Quizás por eso las ilustraciones de Máximo Riol marinan tan bien con los poemas. En esos diseños que uno puede imaginar en soporte de bronce o metal, se abren pequeños puntos de mira, vacíos espirituales y cuestionamientos vitales que ponen en pié de guerra a la rotundidad con el equilibrio, a la masa con la forma y el vacío, al instante con el tiempo.
En ese aspecto mis poemas pretenden abrazar con palabras los espacios. Rescatar del blanco más puro, de la nada, de la página sin tintar, las esencias, casi más a modo de traducción de ese espacio, que de acotación o anulación del mismo.
He de reconocer que el prólogo que me regala mi gran amigo, pero mejor escritor, y esto es un llamamiento para los presentes a su lectura, Fermín Domínguez, me es claramente generoso. Este libro tiene sobre todo eso. Está rodeado de amigos.

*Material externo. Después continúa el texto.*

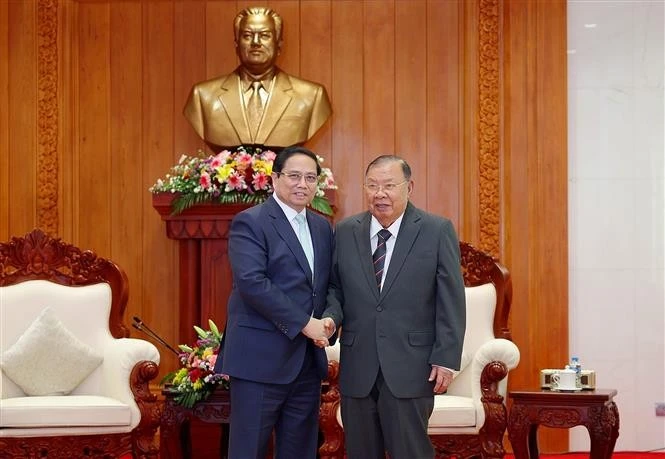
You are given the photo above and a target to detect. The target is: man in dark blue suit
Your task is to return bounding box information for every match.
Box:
[215,147,333,459]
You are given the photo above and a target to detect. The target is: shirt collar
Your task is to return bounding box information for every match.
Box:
[272,193,307,222]
[369,212,404,239]
[238,67,277,92]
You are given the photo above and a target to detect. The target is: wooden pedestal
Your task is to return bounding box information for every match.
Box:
[152,193,249,343]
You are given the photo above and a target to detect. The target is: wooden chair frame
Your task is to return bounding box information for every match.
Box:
[0,229,160,458]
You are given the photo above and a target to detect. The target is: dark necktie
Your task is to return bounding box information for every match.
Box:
[372,229,390,291]
[247,81,263,136]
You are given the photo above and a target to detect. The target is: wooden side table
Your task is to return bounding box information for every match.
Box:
[508,389,619,459]
[159,387,231,459]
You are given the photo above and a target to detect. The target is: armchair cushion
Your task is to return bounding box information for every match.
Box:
[0,395,132,428]
[0,307,103,396]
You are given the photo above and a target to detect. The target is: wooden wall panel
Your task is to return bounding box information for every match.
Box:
[0,0,567,450]
[141,2,179,369]
[502,0,569,452]
[173,1,206,156]
[6,2,38,235]
[300,0,334,162]
[75,2,110,256]
[204,1,237,82]
[394,0,429,208]
[428,0,466,228]
[364,0,394,158]
[109,2,146,360]
[0,2,9,241]
[328,2,367,216]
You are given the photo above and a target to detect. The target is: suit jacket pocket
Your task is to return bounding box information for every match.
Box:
[409,332,434,346]
[339,330,356,346]
[238,315,277,331]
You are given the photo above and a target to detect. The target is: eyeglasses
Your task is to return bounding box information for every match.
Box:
[276,172,319,185]
[365,180,408,193]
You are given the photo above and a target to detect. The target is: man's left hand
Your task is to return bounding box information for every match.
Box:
[429,365,453,394]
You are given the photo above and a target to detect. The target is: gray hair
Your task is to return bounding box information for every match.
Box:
[365,155,411,180]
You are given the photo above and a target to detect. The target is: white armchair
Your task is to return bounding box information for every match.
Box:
[319,242,520,459]
[0,230,159,457]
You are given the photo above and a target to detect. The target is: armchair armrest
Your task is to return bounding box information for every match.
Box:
[471,338,520,434]
[102,338,159,429]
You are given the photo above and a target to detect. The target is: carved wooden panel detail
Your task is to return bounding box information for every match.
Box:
[478,0,500,258]
[36,0,58,235]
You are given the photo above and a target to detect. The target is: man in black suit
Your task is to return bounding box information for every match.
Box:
[319,155,466,459]
[215,147,333,459]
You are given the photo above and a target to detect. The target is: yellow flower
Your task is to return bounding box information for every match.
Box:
[173,368,187,385]
[253,159,272,175]
[217,161,235,182]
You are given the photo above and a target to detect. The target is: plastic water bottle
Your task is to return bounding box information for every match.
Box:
[570,356,582,389]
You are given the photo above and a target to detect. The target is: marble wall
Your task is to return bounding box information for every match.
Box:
[568,0,665,451]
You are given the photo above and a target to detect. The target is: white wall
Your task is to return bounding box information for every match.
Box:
[568,0,665,451]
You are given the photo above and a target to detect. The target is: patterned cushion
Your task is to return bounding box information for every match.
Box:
[0,307,103,395]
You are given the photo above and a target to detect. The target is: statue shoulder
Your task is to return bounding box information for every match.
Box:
[192,73,236,95]
[280,70,325,91]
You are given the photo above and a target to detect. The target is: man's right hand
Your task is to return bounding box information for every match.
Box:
[302,317,335,347]
[314,317,337,349]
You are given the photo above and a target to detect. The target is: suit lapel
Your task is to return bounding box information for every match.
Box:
[266,197,312,284]
[217,72,252,144]
[353,216,379,299]
[378,203,421,298]
[255,71,293,144]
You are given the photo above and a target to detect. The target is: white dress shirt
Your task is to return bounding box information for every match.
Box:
[369,214,404,288]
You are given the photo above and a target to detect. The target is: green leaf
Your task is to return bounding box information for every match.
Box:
[194,325,208,339]
[159,371,177,386]
[178,344,194,352]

Tras tanto tiempo, casi un año, sin ser capaz de enlazar cuatro versos seguidos, Confieso el vacío ha sido una potente válvula de escape para todo aquello que tras largos años se ha ido cocinando en lo más profundo de mi soledad y de mis llantos. Pero también es impresionante como se adelanta a los tiempos. Como anuncia lo que más tarde sería una dura y irrebatible realidad. La ruptura con todo. El propio cuestionamiento tras la quiebra de todos los esquemas sentimentales y vitales. El asumir las verdades tras tantas mentiras atragantadas, vilmente indigestas, violentamente hirientes. El quebrar del velo, asomarme a un mundo que me quedó siempre lejano y falso, y descubrir, que tras tanto sacrificado, amado, deseado y sufrido, sólo quedaba eso, el más profundo e insalvable de los vacíos.

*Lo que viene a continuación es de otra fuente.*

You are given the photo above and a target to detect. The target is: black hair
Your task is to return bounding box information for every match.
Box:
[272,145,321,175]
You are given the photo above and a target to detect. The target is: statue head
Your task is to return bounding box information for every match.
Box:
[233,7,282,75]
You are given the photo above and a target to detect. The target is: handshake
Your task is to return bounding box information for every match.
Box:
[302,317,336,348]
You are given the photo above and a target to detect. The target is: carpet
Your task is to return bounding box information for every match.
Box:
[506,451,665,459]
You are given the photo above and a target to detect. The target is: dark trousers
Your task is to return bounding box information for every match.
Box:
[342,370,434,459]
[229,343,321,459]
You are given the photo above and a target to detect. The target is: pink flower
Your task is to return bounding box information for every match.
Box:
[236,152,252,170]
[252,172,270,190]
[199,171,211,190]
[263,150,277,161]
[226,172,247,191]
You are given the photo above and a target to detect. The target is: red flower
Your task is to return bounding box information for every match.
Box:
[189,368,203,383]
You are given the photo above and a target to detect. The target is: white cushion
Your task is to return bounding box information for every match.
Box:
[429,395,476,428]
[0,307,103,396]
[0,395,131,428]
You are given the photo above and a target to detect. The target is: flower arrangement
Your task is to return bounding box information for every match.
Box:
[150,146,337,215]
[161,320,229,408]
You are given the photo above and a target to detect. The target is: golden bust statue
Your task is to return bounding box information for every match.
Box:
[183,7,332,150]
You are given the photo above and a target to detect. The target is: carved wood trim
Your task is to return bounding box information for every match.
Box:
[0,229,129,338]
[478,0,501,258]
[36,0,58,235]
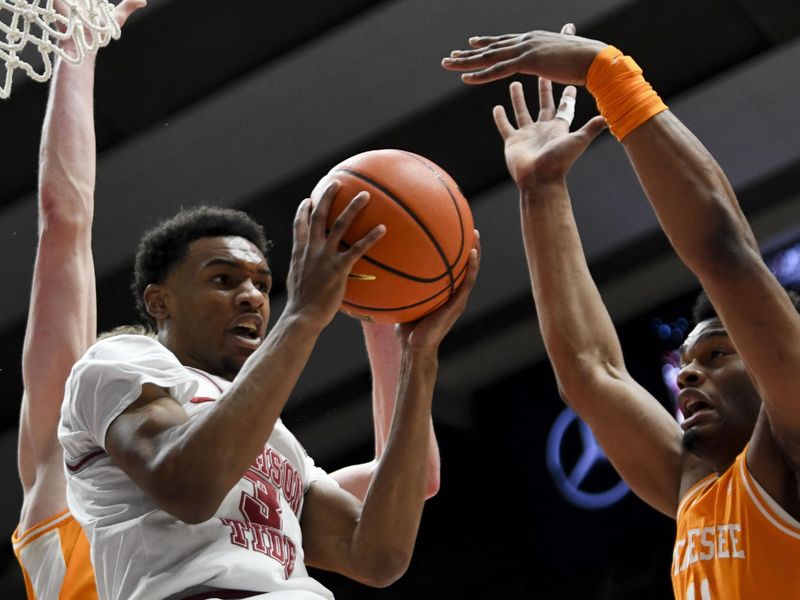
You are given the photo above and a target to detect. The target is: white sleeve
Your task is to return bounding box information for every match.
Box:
[58,335,197,460]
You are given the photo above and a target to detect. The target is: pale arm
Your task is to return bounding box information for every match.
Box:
[18,0,144,526]
[331,323,440,501]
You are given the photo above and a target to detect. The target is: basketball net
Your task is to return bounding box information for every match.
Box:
[0,0,120,98]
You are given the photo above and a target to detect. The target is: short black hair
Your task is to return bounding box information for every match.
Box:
[131,205,272,325]
[692,285,800,325]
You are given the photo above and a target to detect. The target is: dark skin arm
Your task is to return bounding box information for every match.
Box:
[443,29,800,513]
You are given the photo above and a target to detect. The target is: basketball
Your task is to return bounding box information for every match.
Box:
[312,150,474,323]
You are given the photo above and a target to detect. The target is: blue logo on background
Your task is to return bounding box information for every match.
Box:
[547,407,630,509]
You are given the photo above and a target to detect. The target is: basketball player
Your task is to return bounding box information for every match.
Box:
[12,0,145,600]
[443,26,800,600]
[59,197,478,600]
[12,0,439,600]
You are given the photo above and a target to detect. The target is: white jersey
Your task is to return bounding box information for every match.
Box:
[58,335,335,600]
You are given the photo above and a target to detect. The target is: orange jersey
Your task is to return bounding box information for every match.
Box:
[672,451,800,600]
[11,511,97,600]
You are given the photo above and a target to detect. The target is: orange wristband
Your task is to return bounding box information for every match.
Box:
[586,46,667,142]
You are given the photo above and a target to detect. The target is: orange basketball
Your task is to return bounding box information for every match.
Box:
[312,150,474,323]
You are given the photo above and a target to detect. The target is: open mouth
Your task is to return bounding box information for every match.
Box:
[231,323,261,340]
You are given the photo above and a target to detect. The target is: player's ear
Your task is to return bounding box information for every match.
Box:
[143,283,169,321]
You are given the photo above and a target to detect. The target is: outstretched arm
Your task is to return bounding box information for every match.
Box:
[331,323,440,501]
[494,79,686,516]
[443,24,800,471]
[19,0,145,525]
[301,238,478,587]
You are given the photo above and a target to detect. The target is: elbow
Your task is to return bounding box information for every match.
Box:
[358,549,411,588]
[556,360,629,411]
[39,184,94,232]
[425,469,441,500]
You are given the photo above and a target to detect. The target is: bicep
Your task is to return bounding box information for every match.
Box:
[105,383,189,497]
[564,369,686,517]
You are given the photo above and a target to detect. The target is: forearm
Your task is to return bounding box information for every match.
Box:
[21,45,97,454]
[351,353,438,577]
[623,111,759,275]
[360,324,440,500]
[520,180,623,385]
[39,53,96,225]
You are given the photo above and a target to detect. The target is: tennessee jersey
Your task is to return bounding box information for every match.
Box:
[672,450,800,600]
[11,511,97,600]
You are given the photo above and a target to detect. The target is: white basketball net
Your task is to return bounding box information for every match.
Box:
[0,0,120,98]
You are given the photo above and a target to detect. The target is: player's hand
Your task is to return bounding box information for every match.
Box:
[396,229,481,352]
[286,180,386,327]
[442,23,606,85]
[492,78,606,186]
[114,0,147,27]
[53,0,147,52]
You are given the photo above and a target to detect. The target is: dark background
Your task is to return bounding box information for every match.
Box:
[0,0,800,600]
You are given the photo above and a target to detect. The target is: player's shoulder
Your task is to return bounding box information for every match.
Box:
[83,333,166,361]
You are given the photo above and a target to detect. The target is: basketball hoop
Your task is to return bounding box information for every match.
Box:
[0,0,120,98]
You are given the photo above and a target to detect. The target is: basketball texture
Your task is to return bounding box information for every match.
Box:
[312,150,474,323]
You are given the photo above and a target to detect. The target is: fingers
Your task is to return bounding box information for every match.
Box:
[327,192,369,251]
[492,106,516,140]
[342,225,386,273]
[469,33,523,48]
[555,85,578,126]
[509,81,533,128]
[539,77,556,121]
[445,229,481,315]
[574,116,608,146]
[114,0,147,27]
[293,198,311,252]
[461,59,518,85]
[442,42,527,84]
[309,179,342,240]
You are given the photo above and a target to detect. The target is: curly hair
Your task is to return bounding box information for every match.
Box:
[131,206,272,326]
[692,286,800,325]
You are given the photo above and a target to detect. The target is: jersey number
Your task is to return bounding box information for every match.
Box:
[239,472,281,530]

Créanme si les digo que por aquel entonces, aquel septiembre enfermo, no creí nunca verme aquí, hablando de mi poesía ni de esto. En general, no me veía. Pero por suerte en este mundo, uno nunca anda solo, y millones de ángeles, que habitan en la tierra con forma más humana que divina, me hicieron ver. Cada uno de ellos saben lo que aportaron a que hoy parezca más yo que nunca, o sea lo más parecido a lo que fui antes. Más o menos poeta, más o menos feliz, pero les aseguro, que mucho más pleno. Pues son estos versos, pero sobre todo ustedes, presentes hoy y los ausentes, los que llenan estos inmensos e insoportables vacíos.